Usually a stage race starts pretty sedately, giving riders a moment to find their legs, and settle in for a hard day. Henry decided otherwise. A monstrous sprint off the startline greeted everyone, with Henry disappearing up the start hill… The rest of us chased onwards, and before too long he realised it might not be sustainable and eased off, I went to the front and set a solid pace, putting a little gap into Henry and Owen Chenhall. Henry’s local knowledge really came to the forefront as he mastered the rocky hardpack descents with ease, luckily I had good legs and held him off up the short climbs. The couse wound around Alice, with rocky descents and climbs, and loose over hardpack gravel underfoot.

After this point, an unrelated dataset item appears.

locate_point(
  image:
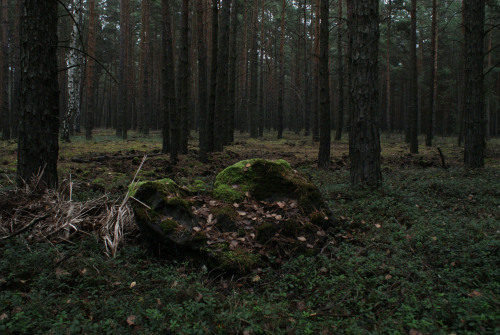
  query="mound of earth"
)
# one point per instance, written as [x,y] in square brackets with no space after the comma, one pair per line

There’s something refreshing about riding a new trail that isn’t flow trail, and it really keeps you on your toes. However with the recent surge in growth, lots of the trail was covered with overhanging grass, making rock placements a high stakes guessing game! I made the mistake of plowing into a waterbar, and quickly took Mum’s suggestion to identify local plants a little too literally, getting up close and personal with the ground… Luckily nothing broken, and after resetting my cockpit and some other bits I was back up and running, unaware of how close Henry had gotten.
Once I found my rhythm I set a solid pace again and came through the finish 2minutes ahead of Henry.

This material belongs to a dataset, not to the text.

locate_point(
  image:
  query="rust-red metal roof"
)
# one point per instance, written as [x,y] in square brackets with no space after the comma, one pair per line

Owen Chenhall finished a further 2minutes behind in third:
“it was hard man, you guys dissapeared so quickly, and after that it was so hard to keep the pace up. Fourth caught me, we are good mates and I couldn’t let him beat me.”
The race finishes at a lovely park just outside of the town center, and so Henry, Owen, and I grabbed a milkshake and shared some race-stories, while watching other riders filter in.
Unofficial results: Men Elite
Sam Fox 1st, Henry Hacket 2nd +2minutes, Owen Chenhall 3rd +4minutes, Tom Stockwell in 4th.
In the Women, local Nicola Jelinek finished in 1st ahead of Briony Mattocks in second:
“It was a pretty hard start, straight up the ashphalt climb which seperated the field, I probably didn’t warmup enough but had a good start, close to a few other guys and Nicola (another elite woman), riding together. I was hoping to follow locals, as some of the overgrown grass made it hard to guess the trail. It started to break up when we started hitting the punchier climbs about 15-25km in. Nicola just gave it to me, and made a really good overtaking maneuver through a sneaky local shortcut. I tried to hang on and the elastic eventually snapped. I was descending pretty well but chasing back on clipped a rock and it sent me flying off the side. It was actually my best Alice crash, I didn’t land in spiky bush or rocks, but lost my wahoo for a bit and had to dig around to find that. Eventually overcame being winded and got back into it. Reflecting, the grass made it super fun, you just had to put trust in the trails, and for the most part it worked out… Full credit to Nicola, she had too much today.”
Kim Douglass finished in third place for the day.
Unofficial results: Women Elite
Nicola Jelinek 1st, Briony Mattocks 2nd +4minutes, Kim Douglass 3rd +41minutes
Tomorrow we are back to the trails for another superb stage, and an extra 30minutes of sleep (yay!).